Understanding Different Activation Functions

15 min readAug 15, 2023

In my previous post , we looked into significance of activation functions in neural networks and explored why nonlinearity is the secret ingredient that gives these networks their remarkable capabilities.In this post lets deep dive into various activation functions.

Let’s begin by exploring the key properties of Activation Functions

Nonlinearity: This is the most fundamental property, activation functions introduce nonlinearity into the network. This is important because real-world relationships and patterns are rarely linear. Nonlinear activation functions enable neural networks to capture complex structures and solve complex problems.
Range: Activation functions have specific output ranges that affect how information is propagated through the network. Some functions produce outputs between 0 and 1 (Sigmoid, Tanh), while others span from 0 to infinity (ReLU) or from -1 to 1 (Tanh).
Monotonicity: A monotonic activation function either strictly increases or strictly decreases as input values change. This property ensures that as inputs change, the neuron’s output moves in a consistent direction.
Continuity: A continuous activation function produces smooth and continuous changes in output as inputs change slightly. This property helps in smooth gradient computations during backpropagation.
Differentiability: Differentiability is essential for gradient-based optimization algorithms like backpropagation. Activation functions that are differentiable across their domain allow gradients to be computed for weight updates during training.
Sparsity: Some activation functions promote sparsity by having their outputs be zero for a large portion of input space. This can be beneficial in reducing the complexity of neural networks.
Computationally Efficient: When we’re dealing with deep networks, we want things to happen quickly. Activation functions that can be calculated easily, without needing complex math, are like shortcuts that speed up our network’s learning process. So, simpler calculations mean our neural network gets smarter faster.

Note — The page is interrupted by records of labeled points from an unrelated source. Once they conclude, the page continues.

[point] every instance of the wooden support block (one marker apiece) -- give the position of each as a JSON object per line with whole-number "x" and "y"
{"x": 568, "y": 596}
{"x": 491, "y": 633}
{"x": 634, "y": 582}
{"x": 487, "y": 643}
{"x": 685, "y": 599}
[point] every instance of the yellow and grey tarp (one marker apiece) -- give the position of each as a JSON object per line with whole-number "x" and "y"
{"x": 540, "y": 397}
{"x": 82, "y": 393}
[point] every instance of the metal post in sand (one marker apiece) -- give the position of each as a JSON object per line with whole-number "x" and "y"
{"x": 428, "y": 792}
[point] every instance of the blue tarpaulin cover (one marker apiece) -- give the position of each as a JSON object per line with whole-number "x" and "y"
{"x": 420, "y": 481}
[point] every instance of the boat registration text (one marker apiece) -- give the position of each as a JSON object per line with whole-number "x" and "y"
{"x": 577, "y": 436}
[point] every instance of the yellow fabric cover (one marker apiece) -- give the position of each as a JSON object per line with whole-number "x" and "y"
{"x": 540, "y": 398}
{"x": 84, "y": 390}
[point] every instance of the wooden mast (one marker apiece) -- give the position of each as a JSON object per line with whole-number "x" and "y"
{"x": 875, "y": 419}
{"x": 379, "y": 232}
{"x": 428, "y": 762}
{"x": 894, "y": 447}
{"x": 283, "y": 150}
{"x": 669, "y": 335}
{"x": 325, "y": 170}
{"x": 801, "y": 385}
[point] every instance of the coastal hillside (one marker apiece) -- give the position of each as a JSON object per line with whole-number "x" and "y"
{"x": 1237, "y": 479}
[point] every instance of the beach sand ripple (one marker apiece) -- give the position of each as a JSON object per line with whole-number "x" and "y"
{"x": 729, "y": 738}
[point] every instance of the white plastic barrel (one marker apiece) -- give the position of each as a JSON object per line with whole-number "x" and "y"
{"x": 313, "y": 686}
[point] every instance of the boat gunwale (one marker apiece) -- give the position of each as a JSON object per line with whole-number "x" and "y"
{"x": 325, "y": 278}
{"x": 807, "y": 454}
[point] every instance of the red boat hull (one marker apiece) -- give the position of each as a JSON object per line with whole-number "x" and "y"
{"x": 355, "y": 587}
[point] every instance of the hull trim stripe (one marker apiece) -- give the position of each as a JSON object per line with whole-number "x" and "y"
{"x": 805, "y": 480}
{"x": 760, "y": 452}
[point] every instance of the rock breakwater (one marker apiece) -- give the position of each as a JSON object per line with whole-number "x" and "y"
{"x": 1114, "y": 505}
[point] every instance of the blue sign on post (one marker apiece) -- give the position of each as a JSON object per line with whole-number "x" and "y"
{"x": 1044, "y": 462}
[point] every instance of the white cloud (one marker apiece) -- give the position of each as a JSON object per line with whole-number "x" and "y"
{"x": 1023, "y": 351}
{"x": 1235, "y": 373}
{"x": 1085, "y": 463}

Now, lets get into different activation functions and how they differ in practice.

Binary Step Function:

The Binary Step function is like a decision-maker and is the simplest activation function.
If the input is above a certain threshold, it outputs 1; otherwise, it outputs 0.

The Binary Step function can be mathematically represented as 

f(x) = 1, if x >= 0
f(x) = 0, if x < 0

import numpy as np
import matplotlib.pyplot as plt

def binary_step_function(x):
    if x >= 0:
        return 1
    else:
        return 0

# Generate a range of input values
input_values = np.linspace(-10, 10, 100)
output_values = [binary_step_function(x) for x in input_values]

# Plotting
plt.plot(input_values, output_values, label='Binary Step Function')
plt.xlabel('Input')
plt.ylabel('Output')
plt.title('Binary Step Function')
plt.legend()
plt.grid()
plt.show()

While creating a binary classifier binary activation function are generally used. But, binary step function cannot be used in case of multiclass classification in target carriable.
The gradient of the binary step function is zero i.e if we calculate the derivative of f(x) with respect to x, it is equal to zero.
The Binary Step function can be use in very simple scenarios where decisions are binary, like basic logic gates or simple threshold-based classifiers.
But its inability to capture complex patterns make it less suitable to the real-world problems.

2. Linear Function:

The linear activation function is directly proportional to the input.
The main drawback of the binary step function was that it had zero gradient because there is no component of x in binary step function.
In order to remove that, linear function can be used.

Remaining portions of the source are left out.